中文

Dataset Card for tweet_eval

Dataset Summary

TweetEval consists of seven heterogenous tasks in Twitter, all framed as multi-class tweet classification. The tasks include - irony, hate, offensive, stance, emoji, emotion, and sentiment. All tasks have been unified into the same benchmark, with each dataset presented in the same format and with fixed training, validation and test splits.

Supported Tasks and Leaderboards

  • text_classification : The dataset can be trained using a SentenceClassification model from HuggingFace transformers.

Languages

The text in the dataset is in English, as spoken by Twitter users.

Dataset Structure

Data Instances

An instance from emoji config:

{'label': 12, 'text': 'Sunday afternoon walking through Venice in the sun with @user ️ ️ ️ @ Abbot Kinney, Venice'}

An instance from emotion config:

{'label': 2, 'text': "“Worry is a down payment on a problem you may never have'. \xa0Joyce Meyer.  #motivation #leadership #worry"}

An instance from hate config:

{'label': 0, 'text': '@user nice new signage. Are you not concerned by Beatlemania -style hysterical crowds crongregating on you…'}

An instance from irony config:

{'label': 1, 'text': 'seeing ppl walking w/ crutches makes me really excited for the next 3 weeks of my life'}

An instance from offensive config:

{'label': 0, 'text': '@user Bono... who cares. Soon people will understand that they gain nothing from following a phony celebrity.
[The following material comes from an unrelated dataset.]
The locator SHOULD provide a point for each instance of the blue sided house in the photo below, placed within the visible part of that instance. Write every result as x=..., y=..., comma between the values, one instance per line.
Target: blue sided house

Become a Leader of your people instead or help and support your fellow countrymen.'}

An instance from sentiment config:

{'label': 2, 'text': '"QT @user In the original draft of the 7th book, Remus Lupin survived the Battle of Hogwarts. #HappyBirthdayRemusLupin"'}

An instance from stance_abortion config:

{'label': 1, 'text': 'we remind ourselves that love means to be willing to give until it hurts - Mother Teresa'}

An instance from stance_atheism config:

{'label': 1, 'text': '@user Bless Almighty God, Almighty Holy Spirit and the Messiah. #SemST'}

An instance from stance_climate config:

{'label': 0, 'text': 'Why Is The Pope Upset?  via @user #UnzippedTruth #PopeFrancis #SemST'}

An instance from stance_feminist config:

{'label': 1, 'text': "@user @user is the UK's answer to @user and @user  #GamerGate #SemST"}

An instance from stance_hillary config:

{'label': 1, 'text': "If a man demanded staff to get him an ice tea he'd be called a sexists elitist pig.. Oink oink #Hillary #SemST"}

Data Fields

For emoji config:

  • text : a string feature containing the tweet.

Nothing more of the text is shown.